You can refer jenkins.io about how to configure Jenkins and create a pipeline.

  1. Unlock Jenkins

    • Get the Adminstrator password from the log on the kubernetes client
      # kubectl logs "$(kubectl get pods -n jenkins --selector=app=jenkins -o jsonpath='{.items..metadata.name}')" -c jenkins -n jenkins
      
    • Go to Jenkins console, paste the password and continue. Install suggested plugins, then create the first admin user and save & finish.
  2. Configure Jenkins

    We will deploy OpenPitrix application into the same Kubernetes cluster as the one that the Jenkins is running on. So we need configure the Jenkins pod to access the Kubernetes cluster, and log in docker registry given that during the Jenkins pipeline we push OpenPitrix image into a registry which you can change on your own.

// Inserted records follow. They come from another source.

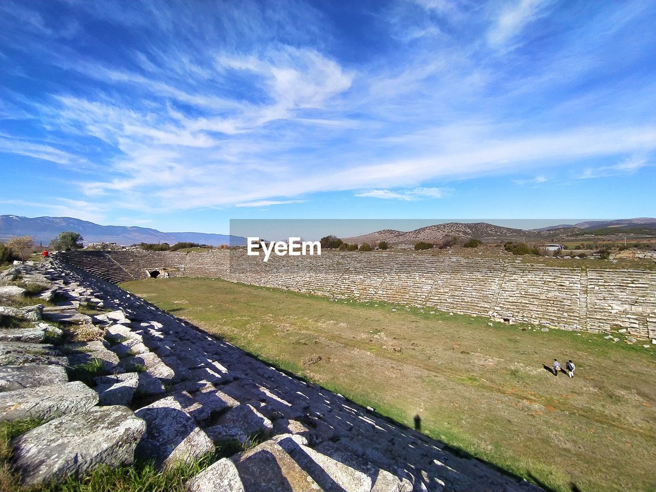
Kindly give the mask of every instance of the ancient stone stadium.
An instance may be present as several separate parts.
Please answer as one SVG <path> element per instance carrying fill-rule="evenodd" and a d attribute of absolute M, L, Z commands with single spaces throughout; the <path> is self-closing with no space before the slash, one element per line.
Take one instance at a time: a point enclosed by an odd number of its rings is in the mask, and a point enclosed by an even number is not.
<path fill-rule="evenodd" d="M 502 258 L 358 255 L 272 256 L 243 251 L 79 251 L 63 261 L 117 283 L 165 274 L 337 298 L 374 299 L 569 329 L 626 329 L 656 338 L 656 272 L 526 265 Z"/>
<path fill-rule="evenodd" d="M 264 263 L 238 250 L 73 251 L 17 262 L 0 273 L 0 415 L 37 419 L 12 441 L 23 483 L 147 456 L 165 470 L 205 459 L 185 477 L 194 492 L 543 489 L 268 365 L 114 285 L 154 277 L 216 277 L 506 323 L 624 327 L 656 337 L 656 274 L 646 271 L 336 252 Z M 30 291 L 36 298 L 25 297 Z M 72 331 L 76 339 L 62 343 Z"/>

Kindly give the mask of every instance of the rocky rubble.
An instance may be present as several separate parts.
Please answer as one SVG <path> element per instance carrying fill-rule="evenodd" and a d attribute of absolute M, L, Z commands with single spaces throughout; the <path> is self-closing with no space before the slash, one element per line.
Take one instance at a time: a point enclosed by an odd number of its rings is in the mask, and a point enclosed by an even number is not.
<path fill-rule="evenodd" d="M 15 304 L 30 302 L 26 293 L 9 289 L 16 295 L 0 319 L 3 333 L 43 335 L 0 337 L 0 420 L 46 421 L 12 441 L 26 483 L 135 456 L 166 468 L 232 442 L 251 449 L 211 464 L 189 491 L 539 490 L 98 278 L 56 262 L 12 270 L 0 274 L 0 285 L 20 276 L 43 285 L 36 297 L 50 299 L 24 308 Z"/>

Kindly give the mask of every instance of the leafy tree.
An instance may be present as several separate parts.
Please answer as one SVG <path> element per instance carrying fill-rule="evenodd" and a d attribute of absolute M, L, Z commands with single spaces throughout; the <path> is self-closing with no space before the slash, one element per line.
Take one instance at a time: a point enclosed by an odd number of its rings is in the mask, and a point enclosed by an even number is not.
<path fill-rule="evenodd" d="M 426 243 L 424 241 L 420 241 L 419 243 L 415 245 L 415 251 L 420 251 L 422 249 L 430 249 L 433 247 L 434 245 L 431 243 Z"/>
<path fill-rule="evenodd" d="M 321 237 L 319 241 L 322 249 L 337 249 L 344 243 L 342 239 L 335 236 L 326 236 Z"/>
<path fill-rule="evenodd" d="M 146 251 L 170 251 L 171 246 L 168 243 L 162 243 L 161 244 L 155 244 L 154 243 L 139 243 L 135 246 L 138 246 L 142 249 L 145 249 Z"/>
<path fill-rule="evenodd" d="M 22 236 L 9 239 L 7 245 L 16 255 L 20 255 L 21 261 L 25 261 L 25 253 L 34 246 L 34 240 L 31 236 Z"/>
<path fill-rule="evenodd" d="M 466 243 L 462 245 L 463 248 L 478 248 L 483 244 L 483 241 L 480 239 L 470 239 Z"/>
<path fill-rule="evenodd" d="M 73 231 L 66 231 L 50 241 L 50 247 L 51 249 L 60 251 L 81 249 L 84 247 L 84 245 L 82 244 L 83 240 L 81 234 Z"/>
<path fill-rule="evenodd" d="M 0 243 L 0 265 L 13 261 L 15 256 L 14 252 L 11 251 L 7 245 Z"/>
<path fill-rule="evenodd" d="M 513 255 L 540 255 L 540 250 L 537 246 L 531 247 L 525 243 L 513 243 L 508 241 L 503 245 L 503 249 L 506 251 L 512 253 Z"/>
<path fill-rule="evenodd" d="M 457 244 L 458 244 L 458 236 L 445 236 L 442 239 L 442 243 L 440 245 L 440 249 L 444 249 L 445 248 L 448 248 L 450 246 L 455 246 Z"/>

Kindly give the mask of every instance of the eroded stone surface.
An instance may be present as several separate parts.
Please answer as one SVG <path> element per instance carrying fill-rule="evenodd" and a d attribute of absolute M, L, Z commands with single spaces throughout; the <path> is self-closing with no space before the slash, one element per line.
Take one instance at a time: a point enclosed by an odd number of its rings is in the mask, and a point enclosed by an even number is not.
<path fill-rule="evenodd" d="M 252 405 L 239 405 L 228 410 L 218 419 L 218 424 L 239 429 L 247 436 L 258 432 L 271 434 L 271 420 L 255 409 Z"/>
<path fill-rule="evenodd" d="M 18 285 L 4 285 L 0 287 L 0 298 L 22 297 L 26 292 L 27 291 Z"/>
<path fill-rule="evenodd" d="M 173 397 L 140 409 L 136 416 L 148 424 L 137 452 L 158 466 L 188 462 L 214 450 L 212 440 Z"/>
<path fill-rule="evenodd" d="M 100 405 L 130 405 L 139 384 L 139 375 L 125 373 L 94 379 Z"/>
<path fill-rule="evenodd" d="M 9 316 L 26 321 L 39 321 L 41 319 L 43 306 L 41 304 L 28 306 L 25 308 L 10 308 L 0 306 L 0 318 Z"/>
<path fill-rule="evenodd" d="M 0 393 L 0 420 L 83 413 L 98 401 L 98 394 L 80 381 L 7 391 Z"/>
<path fill-rule="evenodd" d="M 45 332 L 33 326 L 30 328 L 0 328 L 0 340 L 39 343 L 45 338 Z"/>
<path fill-rule="evenodd" d="M 188 492 L 245 492 L 235 464 L 227 458 L 219 460 L 194 477 Z"/>
<path fill-rule="evenodd" d="M 13 442 L 14 464 L 28 484 L 132 463 L 146 422 L 129 408 L 96 407 L 55 419 Z"/>
<path fill-rule="evenodd" d="M 68 376 L 59 365 L 5 365 L 0 367 L 0 392 L 64 384 Z"/>

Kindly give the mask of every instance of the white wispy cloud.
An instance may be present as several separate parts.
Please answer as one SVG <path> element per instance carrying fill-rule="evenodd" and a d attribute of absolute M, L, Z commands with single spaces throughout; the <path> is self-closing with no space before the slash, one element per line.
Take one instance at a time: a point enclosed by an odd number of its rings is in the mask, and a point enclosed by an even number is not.
<path fill-rule="evenodd" d="M 579 179 L 589 178 L 604 178 L 609 176 L 632 174 L 638 169 L 651 165 L 644 155 L 634 155 L 622 162 L 610 166 L 586 167 L 577 177 Z"/>
<path fill-rule="evenodd" d="M 513 0 L 502 9 L 487 33 L 487 41 L 500 47 L 513 40 L 538 18 L 553 0 Z"/>
<path fill-rule="evenodd" d="M 541 184 L 546 181 L 547 178 L 544 176 L 536 176 L 535 178 L 531 178 L 530 179 L 512 180 L 512 182 L 515 184 L 519 184 L 520 186 L 524 186 L 526 184 Z"/>
<path fill-rule="evenodd" d="M 643 22 L 642 4 L 573 20 L 548 0 L 399 1 L 350 33 L 305 2 L 272 5 L 74 3 L 69 13 L 85 15 L 69 34 L 12 4 L 0 40 L 15 83 L 0 117 L 24 127 L 12 123 L 0 152 L 52 163 L 91 214 L 135 218 L 323 192 L 440 198 L 449 188 L 428 184 L 521 173 L 535 177 L 516 184 L 535 186 L 559 166 L 581 178 L 638 173 L 656 152 L 648 70 L 608 84 L 596 75 L 630 73 L 623 64 L 644 54 L 621 37 Z M 523 51 L 543 19 L 550 44 Z M 90 27 L 102 22 L 143 35 L 106 56 Z M 641 46 L 656 41 L 653 30 L 633 30 Z M 17 80 L 41 76 L 26 57 L 61 79 L 36 96 L 17 91 Z M 611 159 L 625 160 L 571 171 Z"/>
<path fill-rule="evenodd" d="M 368 192 L 356 193 L 356 196 L 381 198 L 383 199 L 404 200 L 414 201 L 425 198 L 442 198 L 448 194 L 449 190 L 441 188 L 415 188 L 411 190 L 371 190 Z"/>
<path fill-rule="evenodd" d="M 235 207 L 269 207 L 274 205 L 289 205 L 290 203 L 305 203 L 307 200 L 259 200 L 246 203 L 236 203 Z"/>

    On the Kubernetes client, execute the following to log in Jenkins container.

    # kubectl exec -it "$(kubectl get pods -n jenkins --selector=app=jenkins -o jsonpath='{.items..metadata.name}')" -c jenkins -n jenkins -- /bin/bash
    

    After logging in the Jenkins container, then run the following to log in docker registry and prepare folder to hold kubectl configuration.

    bash-4.3# docker login -u xxx -p xxxx
    bash-4.3# mkdir /root/.kube
    bash-4.3# exit
    

    Once back again to the Kubernetes client, run the following to copy the tool kubectl and its configuration from the client to the Jenkins container.

    # kubectl cp /usr/bin/kubectl jenkins/"$(kubectl get pods -n jenkins --selector=app=jenkins -o jsonpath='{.items..metadata.name}')":/usr/bin/kubectl -c jenkins
    # kubectl cp /root/.kube/config jenkins/"$(kubectl get pods -n jenkins --selector=app=jenkins -o jsonpath='{.items..metadata.name}')":/root/.kube/config -c jenkins
    

Create a pipeline

  • Fork OpenPitrix from github for your development. You need to change the docker repository to your own in the files openpitrix.yaml, build-images.sh, push-images.sh and clean.sh.
  • On the Jenkins panel, click Open Blue Ocean and start to create a new pipeline. Choose GitHub, paste your access key of GitHub, select the repository you want to create a CI/CD pipeline. We already created the pipeline Jenkinsfile on the upstream repository which includes compiling OpenPitrix, building images, push images, deploying the application, verifying the application and cleaning up.
  • It is better to configure one more thing. On the Jenkins panel, go to the configuration of OpenPitrix, check Periodically if not otherwise run under Scan Repository Triggers and select the interval at your will.
  • If your repository is an upstream, you can select Discover pull requests from forks under Behaviors so that the pipeline will work for PR before merged.
  • Now it is good to go. Whenever you commit a change to your forked repository, the pipeline will work during the Jenkins trigger interval.